NEW YORK: Gasoline demand plunging below pandemic levels isn’t just about Americans driving less, according to veteran oil analyst Paul Sankey.
“It is a change in the kind of vehicle people are driving,” Sankey, the founder of Sankey Research LLC, told Bloomberg Television Thursday.
“I think cars are more efficient.”
The four-week average of US gasoline consumption — the best gauge for the country’s demand — dropped lower last week than during the summer of 2020, when pandemic travel restrictions severely limited movement.

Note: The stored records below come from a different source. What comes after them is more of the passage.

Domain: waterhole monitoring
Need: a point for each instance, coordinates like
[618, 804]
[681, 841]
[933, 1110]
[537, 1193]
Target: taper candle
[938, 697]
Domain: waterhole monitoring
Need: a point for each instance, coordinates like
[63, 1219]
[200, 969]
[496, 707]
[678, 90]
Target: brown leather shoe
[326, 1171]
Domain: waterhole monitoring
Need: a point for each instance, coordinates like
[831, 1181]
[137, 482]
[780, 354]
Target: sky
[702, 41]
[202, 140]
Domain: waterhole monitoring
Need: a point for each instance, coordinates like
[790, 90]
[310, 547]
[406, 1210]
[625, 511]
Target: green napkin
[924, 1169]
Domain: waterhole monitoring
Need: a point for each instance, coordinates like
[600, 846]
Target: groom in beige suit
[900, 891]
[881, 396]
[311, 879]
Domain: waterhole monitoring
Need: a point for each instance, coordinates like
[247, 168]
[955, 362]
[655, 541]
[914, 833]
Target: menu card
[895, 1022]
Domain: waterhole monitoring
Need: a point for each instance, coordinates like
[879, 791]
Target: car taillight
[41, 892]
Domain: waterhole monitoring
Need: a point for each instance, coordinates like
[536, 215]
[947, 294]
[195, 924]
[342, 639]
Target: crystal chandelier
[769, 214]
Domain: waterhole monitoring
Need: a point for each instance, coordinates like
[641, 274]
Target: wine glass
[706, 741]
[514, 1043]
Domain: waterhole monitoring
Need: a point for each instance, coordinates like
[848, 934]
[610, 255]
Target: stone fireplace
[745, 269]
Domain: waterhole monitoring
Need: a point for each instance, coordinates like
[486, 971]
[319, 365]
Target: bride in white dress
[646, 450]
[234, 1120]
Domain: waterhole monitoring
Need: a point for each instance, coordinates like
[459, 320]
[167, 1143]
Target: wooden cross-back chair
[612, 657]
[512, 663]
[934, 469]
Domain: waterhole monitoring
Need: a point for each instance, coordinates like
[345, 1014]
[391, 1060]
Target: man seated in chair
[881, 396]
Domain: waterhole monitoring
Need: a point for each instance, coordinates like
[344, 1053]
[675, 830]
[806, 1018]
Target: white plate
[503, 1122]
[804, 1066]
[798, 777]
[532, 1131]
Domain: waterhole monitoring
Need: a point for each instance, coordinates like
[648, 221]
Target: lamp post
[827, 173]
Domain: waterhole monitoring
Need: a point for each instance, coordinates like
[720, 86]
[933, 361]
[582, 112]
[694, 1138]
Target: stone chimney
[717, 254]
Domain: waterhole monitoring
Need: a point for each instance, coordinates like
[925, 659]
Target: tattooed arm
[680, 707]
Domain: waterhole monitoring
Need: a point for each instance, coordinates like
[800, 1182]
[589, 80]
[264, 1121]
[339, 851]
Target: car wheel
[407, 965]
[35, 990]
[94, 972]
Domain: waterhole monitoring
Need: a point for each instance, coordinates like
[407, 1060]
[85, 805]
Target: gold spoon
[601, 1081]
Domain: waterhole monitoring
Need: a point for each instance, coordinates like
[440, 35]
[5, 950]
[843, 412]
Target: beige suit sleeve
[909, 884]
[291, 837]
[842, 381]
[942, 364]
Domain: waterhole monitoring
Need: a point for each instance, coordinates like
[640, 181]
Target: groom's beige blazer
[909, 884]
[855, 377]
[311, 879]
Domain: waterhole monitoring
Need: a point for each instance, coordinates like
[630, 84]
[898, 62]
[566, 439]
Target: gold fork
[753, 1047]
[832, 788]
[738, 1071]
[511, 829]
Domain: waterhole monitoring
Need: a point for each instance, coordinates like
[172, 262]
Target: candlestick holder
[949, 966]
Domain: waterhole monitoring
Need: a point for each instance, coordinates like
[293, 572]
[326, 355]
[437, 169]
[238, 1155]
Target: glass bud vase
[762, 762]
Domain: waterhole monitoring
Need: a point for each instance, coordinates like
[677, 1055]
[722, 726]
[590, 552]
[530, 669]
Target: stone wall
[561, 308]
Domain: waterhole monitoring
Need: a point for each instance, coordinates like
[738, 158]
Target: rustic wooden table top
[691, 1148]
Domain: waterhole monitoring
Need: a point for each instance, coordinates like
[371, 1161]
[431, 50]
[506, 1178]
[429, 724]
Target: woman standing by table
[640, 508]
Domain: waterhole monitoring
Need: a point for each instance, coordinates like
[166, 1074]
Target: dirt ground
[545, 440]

The dip comes even as retail fuel prices have fallen for more than 50 days straight.
An increase in the adoption of fuel-efficient and electric cars may go part of the way towards explaining why gasoline consumption is now more than 1 million barrels a day below pre-Covid seasonal norms.
Average fuel economy increased to a record 25.4 mpg (9.2 l/100km) for model year 2020, continuing an upward trend that will likely accelerate with the Biden administration’s new efficiency rules.
Electric vehicles make up just 5% of new car sales.
Sankey noted that the swiftness of the demand drop suggests that behavioural changes are a factor.
“There’s a tremendous amount of gasoline demand in the US that’s discretionary,” he said.
“The speed of the change does look like there’s marginal behaviour change, but I think underlying is a rolling significant increase in new-car efficiency that would have a significant effect at the margin on US gasoline demand.”